You might end the above statement with “diverse,” “advanced,” or “unique”—especially if you’re making a big career move and facing several non-responses to your applications. Ever the realist, you’re sure that where you’re coming from and where you’re going simply don’t align.
The truth: You haven’t done the work to make it clear that you’re a fit.
You’re telling yourself a bold-faced personal branding lie—that they don’t get you, and there’s not really anything you can do about it.
It’s time to get the facts and ensure you’ve packaged yourself accordingly. Do your homework in the form of chats with recruiters and some informational interviews. What experience are employers actually looking for? From there, revisit your resume, LinkedIn profile, and everything in between to make sure you’re demonstrating what hiring managers are looking for—loud and clear.
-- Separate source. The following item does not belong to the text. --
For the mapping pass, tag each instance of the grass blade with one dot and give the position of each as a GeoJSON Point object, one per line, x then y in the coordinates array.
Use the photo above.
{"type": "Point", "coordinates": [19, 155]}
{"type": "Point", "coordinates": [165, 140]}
2. “I Nailed the Interview and Got the Job”
The hiring manger asked you about your timeline, spent a lot of time answering your questions, and even requested a list of your references. You both laughed and smiled a lot. So logically, you allow yourself to breathe a sigh of relief. You might even pause your high-intensity job hunt because it looks like things are going well.
The truth: You’re operating off (potentially) false hope.
It’s easy to mistake a well-rounded conversation for a soft offer when you’re going through a rough job search. However, skilled interviewers never let on what they’re really thinking. So, while you absolutely deserve to pat yourself on the back for doing your best and making a connection, don’t blow it by updating your LinkedIn just yet.
At this stage, you still need to act like an applicant. Send a thank you note. And elsewhere, keep your options open, which brings me to…
3. “They’ll Get Back to Me”
This lie sometimes goes hand-in-hand with “That interview went great,” and it always crops up when the position in question is the one you really, really want. It causes you to wait around for answers weeks longer than you were promised. Because surely, they’re just taking time to deliberate this hiring choice, right?
The truth: Lengthy delays and radio silence rarely indicate an upcoming job offer.
Don’t halt your job search just because a company drags its feet. Sure, immersing yourself in yet another hiring process is grueling, but the alternative is painting yourself into a corner.
Never stop creating opportunities for yourself. Should your dream company reject you (Or ghost you entirely, yikes!), you’ll have options.
And if you’re looking to get a clearer idea of what’s happening before this painful radio silence, you should make sure to ask this question toward the end of any interview: “What does your hiring timeline look like?”
If you’re told the hiring manager wants to make a decision by the end of next week—and if it’s been three weeks since that deadline, it might be time to face the facts.
4. “Any Job Is Better Than the One I Have.”
When your current workplace is a nightmare, “I’ll take whatever I can get” tunnel vision can seriously warp your job hunt. Escape isn’t just your goal—it’s your only hope of survival, and you’re willing to say yes to anything that supports it.
The truth: Come on. Deep down, you know you want a good job!
Hasty career moves leave dings and dents on your career timeline; and even worse, they set you up to be hitting the job hunt pavement again before you know it. Instead of putting yourself in a situation where you’re unhappy because you accepted a sub-par offer, grin and bear it until you land something great (the difference is usually a matter of weeks).
Make every move count.
“I’ve done everything imaginable to get a job” is the number one fib I hear as a personal branding and job search strategy coach. If you’re feeling stuck in your hunt, open yourself up to objective feedback. Mentors and trusted friends can help you spot your blind spots, debunk your lies, and send you running down paths you had no idea existed.
You just have to be willing to listen!